There are plenty of bad shows out there that I will never watch, but I think the worst type of show is one that wouldn’t affect you if you stopped watching it. Mediocrity and laziness are perhaps the two worst traits in entertainment and Modern Family is neither of those things which is why I’ll keep coming back to it.
Sure, the housewife doing something she always wanted to do but ends up being terrible at bit has been done before (most notably on Everybody Loves Raymond, when Debra took a job at an ad agency only to come up with a frozen pizza mascot named Pete Za) but putting Cam and musical theatre together was too perfect not to work. I mean that in a comedy sense, because Cam was destined for disaster from the first note.
See, he’s now the interim music director at Franklin Middle School where Manny and Luke both attend. There’s a scene early on that was painfully funny and hit close to home. Manny puts on his suavest of moves to impress Emma, only to first be compared to her brother. Then Luke stumbles by doing a T-rex impression, which elicits serious giggles from Emma. “Seriously?” Manny asks in disbelief. Yes, Manny. Unfortunately, it’s serious.
Of course Cam’s genre-hopping musical is doomed for failure, but the getting there was still funny, mainly because there were an abundance of memorable lines. I mean, Manny called Cam “Bob Fussy” for crying out loud! And then Cam said years later the kids would recall how he “Sondheim-ized them.” That’s a line only Cam could get away with.
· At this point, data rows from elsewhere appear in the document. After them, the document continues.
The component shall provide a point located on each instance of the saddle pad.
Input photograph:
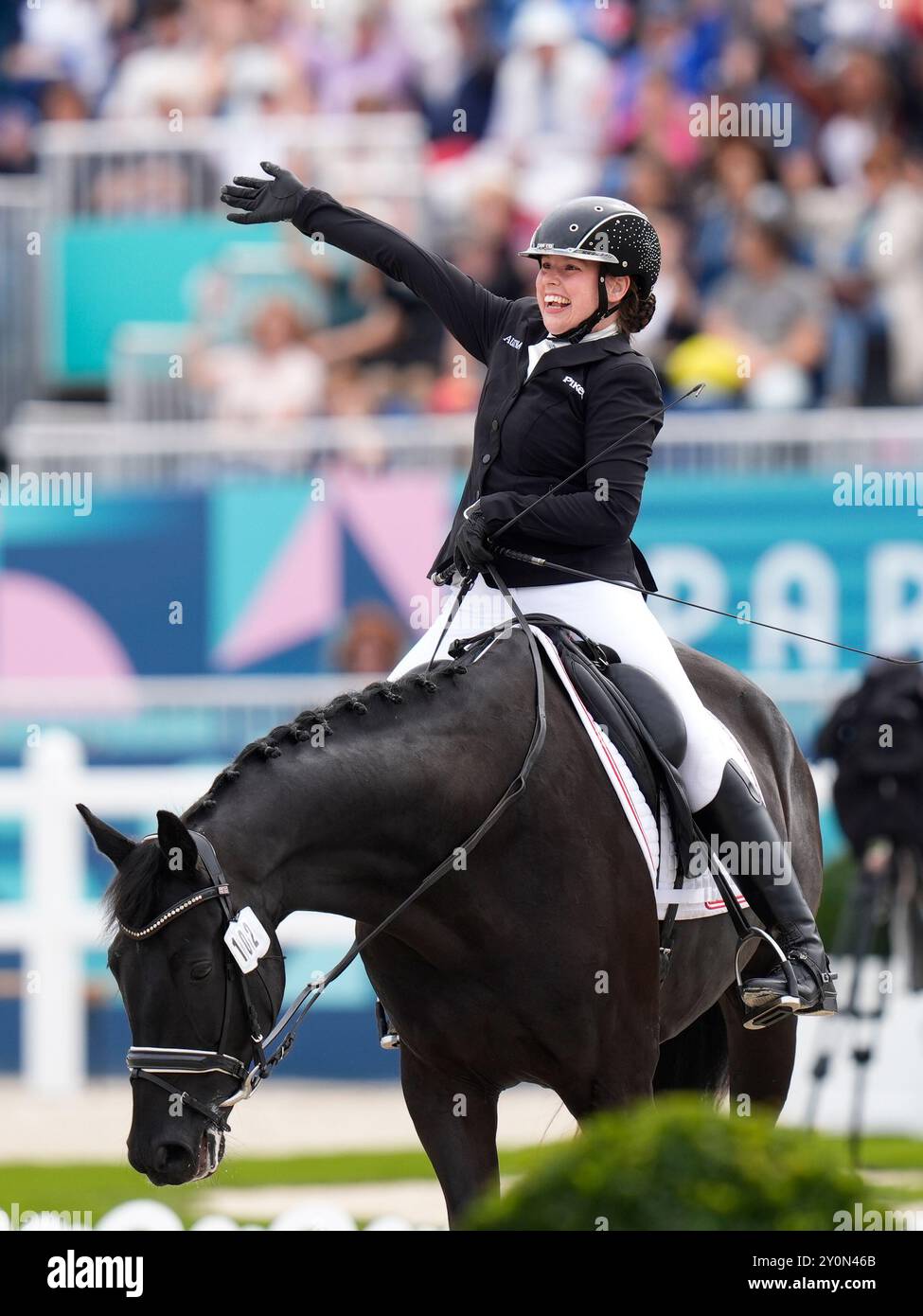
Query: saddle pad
(698, 898)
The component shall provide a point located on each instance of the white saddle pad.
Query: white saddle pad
(698, 898)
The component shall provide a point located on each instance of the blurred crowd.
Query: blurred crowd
(792, 240)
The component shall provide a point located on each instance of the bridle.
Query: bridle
(151, 1062)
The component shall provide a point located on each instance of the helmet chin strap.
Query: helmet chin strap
(599, 313)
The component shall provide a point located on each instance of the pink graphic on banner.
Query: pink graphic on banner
(50, 634)
(298, 599)
(399, 522)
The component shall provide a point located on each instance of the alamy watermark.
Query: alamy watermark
(47, 489)
(879, 489)
(20, 1218)
(769, 118)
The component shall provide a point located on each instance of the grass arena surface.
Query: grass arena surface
(895, 1165)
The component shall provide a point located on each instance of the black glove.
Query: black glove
(263, 200)
(473, 549)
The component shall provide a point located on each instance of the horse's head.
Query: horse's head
(187, 999)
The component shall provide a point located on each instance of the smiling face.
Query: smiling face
(566, 290)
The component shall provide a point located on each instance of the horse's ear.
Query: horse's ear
(110, 843)
(177, 845)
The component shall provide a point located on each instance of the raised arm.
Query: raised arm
(470, 312)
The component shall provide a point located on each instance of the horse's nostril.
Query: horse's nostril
(172, 1158)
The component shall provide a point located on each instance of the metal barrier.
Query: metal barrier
(71, 437)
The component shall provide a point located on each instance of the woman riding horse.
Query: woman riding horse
(562, 384)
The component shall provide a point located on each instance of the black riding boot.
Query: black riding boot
(774, 895)
(387, 1033)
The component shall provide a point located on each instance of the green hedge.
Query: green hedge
(680, 1165)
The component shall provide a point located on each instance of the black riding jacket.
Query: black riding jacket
(528, 435)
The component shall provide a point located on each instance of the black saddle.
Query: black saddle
(637, 715)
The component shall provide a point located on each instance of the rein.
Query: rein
(148, 1062)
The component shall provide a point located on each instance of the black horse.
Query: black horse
(535, 960)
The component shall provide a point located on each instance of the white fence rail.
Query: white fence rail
(91, 438)
(54, 924)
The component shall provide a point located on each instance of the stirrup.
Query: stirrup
(387, 1038)
(788, 1005)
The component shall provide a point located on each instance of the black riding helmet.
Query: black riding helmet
(605, 229)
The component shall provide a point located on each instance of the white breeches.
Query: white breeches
(613, 616)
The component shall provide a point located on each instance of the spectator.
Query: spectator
(367, 68)
(890, 245)
(171, 71)
(373, 641)
(273, 378)
(460, 77)
(774, 314)
(548, 115)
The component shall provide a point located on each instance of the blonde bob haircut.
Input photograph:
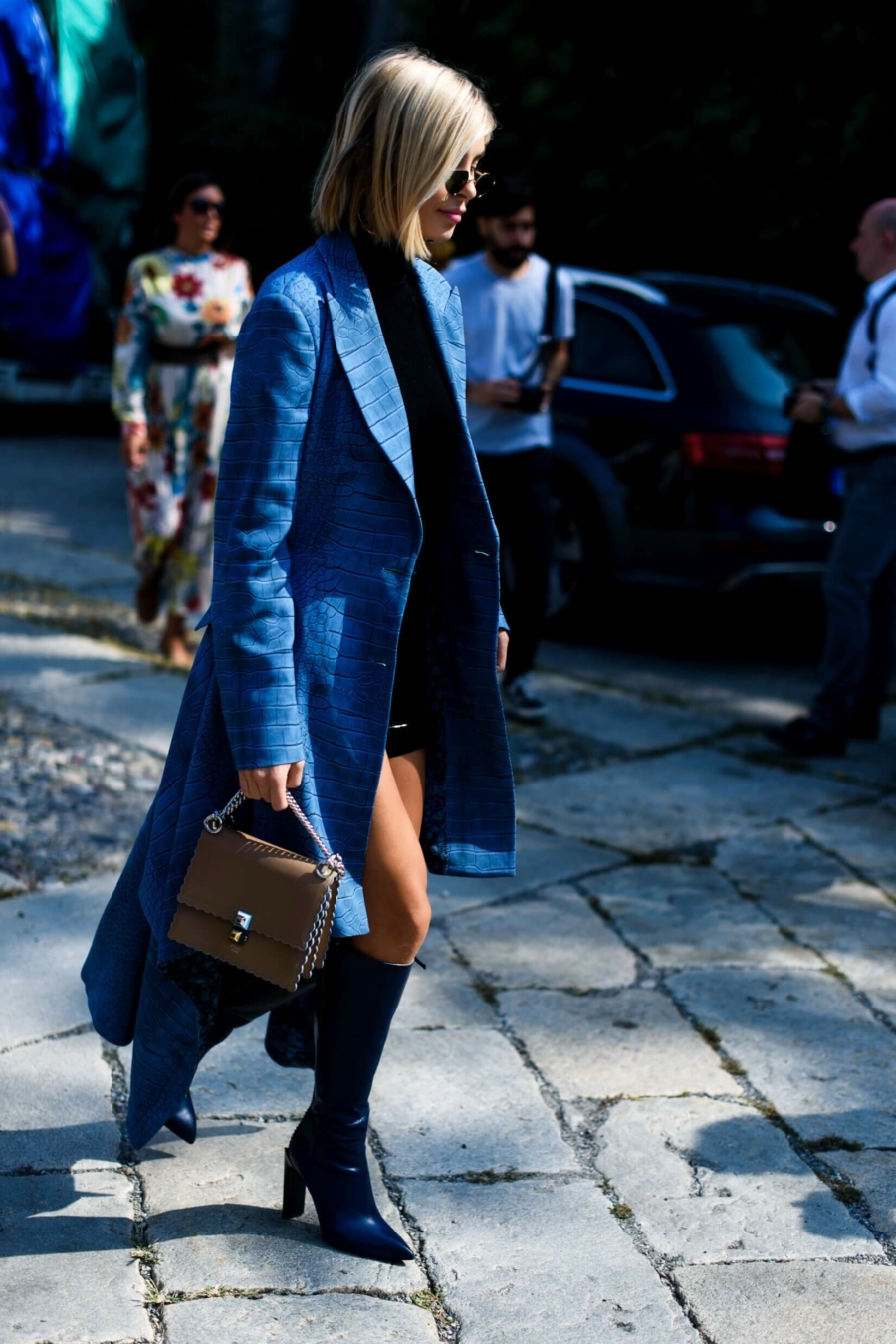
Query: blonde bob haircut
(406, 122)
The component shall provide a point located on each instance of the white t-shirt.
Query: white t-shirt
(503, 325)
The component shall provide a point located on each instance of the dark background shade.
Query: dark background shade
(727, 140)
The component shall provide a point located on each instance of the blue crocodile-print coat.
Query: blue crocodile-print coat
(316, 537)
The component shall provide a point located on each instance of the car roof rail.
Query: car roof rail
(749, 288)
(608, 280)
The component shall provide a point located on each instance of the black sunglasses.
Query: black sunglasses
(456, 183)
(203, 206)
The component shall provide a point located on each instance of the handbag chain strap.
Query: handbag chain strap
(331, 866)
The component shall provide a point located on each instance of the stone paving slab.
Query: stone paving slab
(823, 903)
(537, 1260)
(442, 995)
(622, 721)
(865, 763)
(738, 691)
(87, 570)
(541, 859)
(62, 675)
(72, 801)
(683, 916)
(670, 802)
(448, 1102)
(33, 651)
(300, 1320)
(553, 940)
(711, 1180)
(864, 837)
(55, 1105)
(43, 943)
(598, 1045)
(792, 1304)
(66, 1270)
(806, 1043)
(875, 1175)
(135, 709)
(215, 1220)
(238, 1078)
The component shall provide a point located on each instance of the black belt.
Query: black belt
(189, 356)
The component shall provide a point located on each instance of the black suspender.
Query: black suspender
(871, 327)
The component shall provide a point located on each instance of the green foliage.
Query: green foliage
(727, 140)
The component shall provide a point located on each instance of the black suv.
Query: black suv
(669, 436)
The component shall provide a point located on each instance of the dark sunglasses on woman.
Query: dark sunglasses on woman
(203, 206)
(456, 183)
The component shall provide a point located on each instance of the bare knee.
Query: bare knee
(407, 921)
(399, 918)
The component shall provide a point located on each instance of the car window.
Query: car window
(608, 349)
(764, 359)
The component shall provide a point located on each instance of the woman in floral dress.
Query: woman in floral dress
(171, 391)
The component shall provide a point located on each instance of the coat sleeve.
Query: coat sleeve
(251, 614)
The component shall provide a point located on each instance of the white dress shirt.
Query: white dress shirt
(871, 395)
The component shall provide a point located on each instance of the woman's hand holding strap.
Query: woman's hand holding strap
(269, 783)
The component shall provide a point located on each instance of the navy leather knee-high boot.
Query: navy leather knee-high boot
(356, 1002)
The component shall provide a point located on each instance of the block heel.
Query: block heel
(293, 1190)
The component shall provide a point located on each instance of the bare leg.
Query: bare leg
(395, 870)
(173, 642)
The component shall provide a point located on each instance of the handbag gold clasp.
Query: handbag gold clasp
(239, 928)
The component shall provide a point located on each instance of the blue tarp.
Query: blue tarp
(43, 308)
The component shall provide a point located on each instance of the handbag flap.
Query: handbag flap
(233, 872)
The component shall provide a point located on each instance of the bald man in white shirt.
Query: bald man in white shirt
(860, 583)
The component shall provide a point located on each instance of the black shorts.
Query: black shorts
(408, 711)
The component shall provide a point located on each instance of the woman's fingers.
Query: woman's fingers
(268, 784)
(277, 787)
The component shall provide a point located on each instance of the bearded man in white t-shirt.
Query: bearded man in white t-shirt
(519, 319)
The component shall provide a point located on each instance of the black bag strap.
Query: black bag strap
(871, 326)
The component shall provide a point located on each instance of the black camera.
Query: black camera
(530, 400)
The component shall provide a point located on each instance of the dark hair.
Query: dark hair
(185, 185)
(506, 198)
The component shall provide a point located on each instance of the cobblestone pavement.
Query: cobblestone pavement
(646, 1087)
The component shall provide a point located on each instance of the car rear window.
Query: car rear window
(607, 348)
(765, 357)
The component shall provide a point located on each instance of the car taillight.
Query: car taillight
(737, 452)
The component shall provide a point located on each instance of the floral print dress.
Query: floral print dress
(180, 302)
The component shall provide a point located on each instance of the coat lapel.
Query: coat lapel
(358, 341)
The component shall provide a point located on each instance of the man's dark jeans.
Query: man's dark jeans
(520, 498)
(860, 591)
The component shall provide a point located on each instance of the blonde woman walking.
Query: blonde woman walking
(354, 637)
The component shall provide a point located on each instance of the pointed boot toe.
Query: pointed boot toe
(367, 1235)
(340, 1189)
(183, 1122)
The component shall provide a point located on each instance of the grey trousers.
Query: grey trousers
(860, 594)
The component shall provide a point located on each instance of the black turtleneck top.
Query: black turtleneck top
(421, 372)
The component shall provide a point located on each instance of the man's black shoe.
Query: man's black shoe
(804, 737)
(865, 723)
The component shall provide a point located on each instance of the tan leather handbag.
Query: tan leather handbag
(246, 902)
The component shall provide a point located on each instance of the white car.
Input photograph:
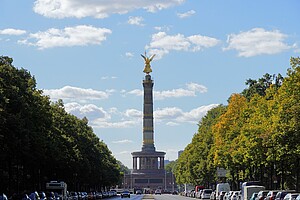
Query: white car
(158, 191)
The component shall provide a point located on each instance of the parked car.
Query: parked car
(73, 196)
(3, 196)
(157, 191)
(235, 195)
(291, 196)
(227, 195)
(42, 196)
(125, 193)
(254, 195)
(271, 195)
(221, 195)
(281, 194)
(206, 193)
(34, 196)
(138, 192)
(262, 194)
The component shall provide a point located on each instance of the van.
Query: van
(225, 187)
(249, 190)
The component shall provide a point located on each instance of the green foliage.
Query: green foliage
(40, 141)
(255, 137)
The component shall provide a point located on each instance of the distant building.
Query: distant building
(148, 172)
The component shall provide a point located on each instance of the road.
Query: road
(156, 197)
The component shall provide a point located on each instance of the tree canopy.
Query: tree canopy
(255, 137)
(41, 142)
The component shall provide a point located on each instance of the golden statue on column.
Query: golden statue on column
(147, 68)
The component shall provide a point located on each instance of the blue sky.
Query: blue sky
(87, 52)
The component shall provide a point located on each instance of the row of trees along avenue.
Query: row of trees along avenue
(255, 137)
(40, 141)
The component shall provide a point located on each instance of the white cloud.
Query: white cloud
(162, 28)
(186, 14)
(122, 142)
(195, 115)
(196, 87)
(129, 54)
(172, 124)
(168, 113)
(162, 43)
(175, 116)
(97, 9)
(136, 21)
(108, 77)
(81, 35)
(98, 123)
(133, 113)
(136, 92)
(257, 41)
(10, 31)
(90, 111)
(75, 93)
(191, 90)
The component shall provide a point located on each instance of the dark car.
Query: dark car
(138, 192)
(262, 194)
(281, 194)
(271, 195)
(125, 193)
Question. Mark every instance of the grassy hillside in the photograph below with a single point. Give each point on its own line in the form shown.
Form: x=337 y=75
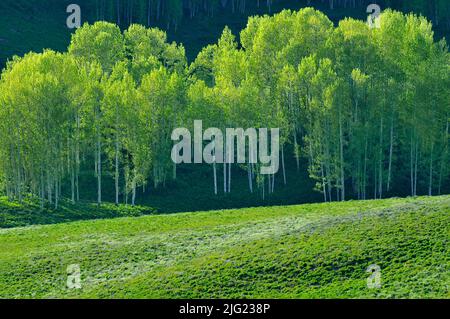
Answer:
x=315 y=250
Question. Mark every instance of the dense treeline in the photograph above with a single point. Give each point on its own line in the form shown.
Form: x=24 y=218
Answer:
x=170 y=13
x=368 y=108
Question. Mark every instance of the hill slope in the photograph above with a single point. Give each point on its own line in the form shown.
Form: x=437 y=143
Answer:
x=316 y=250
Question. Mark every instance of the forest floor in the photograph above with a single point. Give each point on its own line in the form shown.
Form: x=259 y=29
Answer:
x=305 y=251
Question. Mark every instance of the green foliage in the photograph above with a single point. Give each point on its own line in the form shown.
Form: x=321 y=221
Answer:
x=308 y=251
x=353 y=101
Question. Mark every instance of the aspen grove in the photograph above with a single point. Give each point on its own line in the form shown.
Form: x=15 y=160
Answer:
x=367 y=108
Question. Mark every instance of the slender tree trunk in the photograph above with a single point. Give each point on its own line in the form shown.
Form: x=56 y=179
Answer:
x=282 y=165
x=99 y=172
x=430 y=185
x=117 y=170
x=341 y=142
x=380 y=169
x=215 y=178
x=391 y=149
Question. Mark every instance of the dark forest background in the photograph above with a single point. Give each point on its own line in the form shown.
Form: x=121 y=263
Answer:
x=34 y=25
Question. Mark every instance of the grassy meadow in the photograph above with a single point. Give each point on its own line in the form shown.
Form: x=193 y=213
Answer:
x=306 y=251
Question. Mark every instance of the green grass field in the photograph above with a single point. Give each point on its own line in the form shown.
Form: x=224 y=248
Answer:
x=306 y=251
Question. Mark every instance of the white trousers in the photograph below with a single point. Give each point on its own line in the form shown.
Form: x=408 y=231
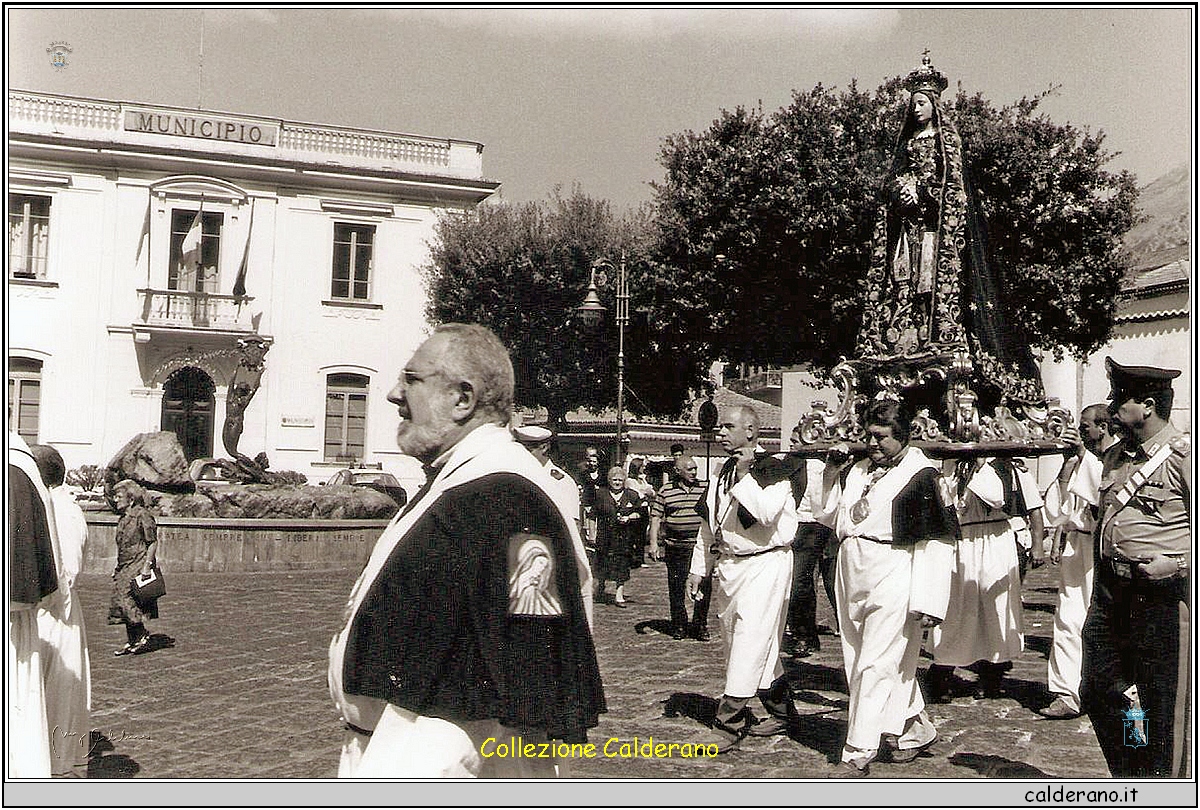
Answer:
x=750 y=595
x=880 y=645
x=1075 y=575
x=983 y=621
x=407 y=745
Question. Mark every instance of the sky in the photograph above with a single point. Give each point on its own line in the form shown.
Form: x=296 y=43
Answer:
x=587 y=95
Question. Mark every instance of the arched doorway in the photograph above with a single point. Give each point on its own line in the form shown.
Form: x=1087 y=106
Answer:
x=187 y=411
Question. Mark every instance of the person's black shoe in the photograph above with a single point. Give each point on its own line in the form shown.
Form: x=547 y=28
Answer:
x=768 y=727
x=805 y=648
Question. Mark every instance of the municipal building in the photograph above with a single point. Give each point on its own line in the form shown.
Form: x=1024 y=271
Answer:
x=312 y=239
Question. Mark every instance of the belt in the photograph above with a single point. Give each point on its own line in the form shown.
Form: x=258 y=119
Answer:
x=761 y=551
x=1127 y=569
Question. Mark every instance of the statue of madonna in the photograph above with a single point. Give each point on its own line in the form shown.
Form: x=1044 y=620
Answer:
x=930 y=288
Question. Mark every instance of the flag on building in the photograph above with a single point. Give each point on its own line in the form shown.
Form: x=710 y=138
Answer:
x=239 y=285
x=144 y=241
x=190 y=251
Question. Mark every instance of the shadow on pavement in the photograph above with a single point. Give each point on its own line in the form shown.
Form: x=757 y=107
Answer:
x=822 y=735
x=159 y=641
x=1039 y=645
x=701 y=708
x=112 y=766
x=997 y=767
x=658 y=625
x=803 y=675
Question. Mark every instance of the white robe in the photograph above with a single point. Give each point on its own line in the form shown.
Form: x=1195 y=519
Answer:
x=880 y=587
x=1068 y=508
x=29 y=735
x=65 y=664
x=751 y=577
x=403 y=743
x=984 y=618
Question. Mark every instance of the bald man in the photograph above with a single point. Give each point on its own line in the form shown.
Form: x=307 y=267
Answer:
x=745 y=539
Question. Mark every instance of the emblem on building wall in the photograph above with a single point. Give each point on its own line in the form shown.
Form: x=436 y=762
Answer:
x=58 y=52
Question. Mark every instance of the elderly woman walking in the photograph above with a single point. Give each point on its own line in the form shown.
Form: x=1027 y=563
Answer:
x=137 y=543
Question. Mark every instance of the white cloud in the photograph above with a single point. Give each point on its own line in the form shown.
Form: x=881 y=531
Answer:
x=237 y=17
x=802 y=24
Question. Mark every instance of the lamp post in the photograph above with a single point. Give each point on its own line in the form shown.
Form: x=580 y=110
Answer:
x=592 y=311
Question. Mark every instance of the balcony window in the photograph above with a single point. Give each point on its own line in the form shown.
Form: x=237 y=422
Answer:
x=24 y=397
x=346 y=418
x=353 y=257
x=195 y=276
x=29 y=235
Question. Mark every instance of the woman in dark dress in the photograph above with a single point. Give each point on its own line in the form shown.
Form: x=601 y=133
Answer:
x=621 y=519
x=137 y=541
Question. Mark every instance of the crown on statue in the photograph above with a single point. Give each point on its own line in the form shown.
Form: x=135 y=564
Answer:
x=925 y=78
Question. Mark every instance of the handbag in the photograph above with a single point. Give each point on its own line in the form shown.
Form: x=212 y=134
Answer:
x=148 y=587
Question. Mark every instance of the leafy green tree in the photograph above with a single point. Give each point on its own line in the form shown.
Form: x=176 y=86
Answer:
x=774 y=214
x=522 y=269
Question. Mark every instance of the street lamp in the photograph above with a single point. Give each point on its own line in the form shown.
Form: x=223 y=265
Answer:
x=592 y=311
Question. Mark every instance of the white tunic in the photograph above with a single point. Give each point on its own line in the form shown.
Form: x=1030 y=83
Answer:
x=984 y=617
x=880 y=589
x=753 y=576
x=65 y=664
x=1068 y=508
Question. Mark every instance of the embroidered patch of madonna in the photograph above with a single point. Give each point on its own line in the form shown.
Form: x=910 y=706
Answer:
x=533 y=589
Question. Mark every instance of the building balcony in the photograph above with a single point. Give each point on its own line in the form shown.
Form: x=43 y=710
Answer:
x=193 y=312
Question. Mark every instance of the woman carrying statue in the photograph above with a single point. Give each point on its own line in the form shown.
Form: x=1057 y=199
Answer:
x=930 y=288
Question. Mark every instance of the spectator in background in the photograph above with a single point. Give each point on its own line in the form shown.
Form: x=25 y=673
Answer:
x=635 y=480
x=621 y=519
x=809 y=553
x=33 y=580
x=675 y=525
x=591 y=483
x=137 y=545
x=65 y=665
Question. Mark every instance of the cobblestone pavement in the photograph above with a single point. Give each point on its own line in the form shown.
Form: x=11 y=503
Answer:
x=243 y=694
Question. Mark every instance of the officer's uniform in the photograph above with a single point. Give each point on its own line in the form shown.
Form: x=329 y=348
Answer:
x=1138 y=630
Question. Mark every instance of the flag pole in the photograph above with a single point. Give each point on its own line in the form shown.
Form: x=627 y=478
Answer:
x=199 y=78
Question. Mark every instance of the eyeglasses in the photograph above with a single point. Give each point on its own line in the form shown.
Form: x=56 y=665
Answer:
x=412 y=377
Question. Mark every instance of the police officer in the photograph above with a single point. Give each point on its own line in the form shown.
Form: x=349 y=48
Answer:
x=537 y=441
x=1137 y=670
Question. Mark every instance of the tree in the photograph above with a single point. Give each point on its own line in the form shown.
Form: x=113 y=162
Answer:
x=522 y=269
x=774 y=215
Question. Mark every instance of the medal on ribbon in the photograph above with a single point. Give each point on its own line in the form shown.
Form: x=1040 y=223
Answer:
x=862 y=508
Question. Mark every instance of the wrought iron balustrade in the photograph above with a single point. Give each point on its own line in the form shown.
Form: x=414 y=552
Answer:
x=192 y=310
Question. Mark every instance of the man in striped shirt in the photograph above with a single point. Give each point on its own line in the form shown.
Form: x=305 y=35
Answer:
x=676 y=522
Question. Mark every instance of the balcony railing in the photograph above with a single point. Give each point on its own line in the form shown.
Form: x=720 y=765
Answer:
x=189 y=310
x=763 y=379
Cam and Phil both had imminent failure facing them. Phil bought one of those annoying wraps for the family minivan, advertising his realty business using the whole family. Any statement that begins “I can’t be satisfied,” is just asking for trouble. Claire and Haley are mistaken for prostitutes, which was fairly telegraphed but still led up to some great lines. For example, when Haley realizes why people have been honking at her in the passenger seat all day, she shrieks, refusing to get back in the car. “How are you going to get home?” Claire asks. “I don’t care! I’ll go home with anyone!” To which Alex replies, “That’s what it should say on the van.”
I have less to say about Jay’s brother, mainly because it was so understated, which is exactly how it needed to be played. Every scene felt earned, and I’d love to see this actor (Jonathan Banks) pop up again.
Cam: “Why do you have to be such a wet blanket all the time? You throw your wet blanket on my dreams. And you know what I end up with? Wet dreams! [pause] I heard it as soon as I said it.”
Gloria: “More toast, Manny?”
Manny: “Why won’t you call me, Emma?”
Gloria: “More toast, Emma?”
Manny: “Do you have to be on all the time?”
Gloria: “In my country, brothers respect each other!”
Jay: “Which explains why Colombia’s such a peaceful utopia.”
HOWARD MEGDAL: One of the lesser episodes of the season, but still charming.
Cam as a one-note diva throughout the show, excluding the epilogue, is a misuse of his talents, I believe. Let him hit the high notes while using his ability to make big laughs out of little moments the center of his character.
As for Jay and his brother, it felt less like a comic situation and more like a down payment, to make us more invested in Jay. To do this while providing laughs isn’t easy, and should be applauded.
As for the shrink-wrapped center, I think the writers leaned on it too much. By the third act, the sight gag really lost its power for me.
A solid episode, but I don’t see this going in the pantheon. It hardly needs to be said that this would be in the pantheon of any other current show’s efforts, however.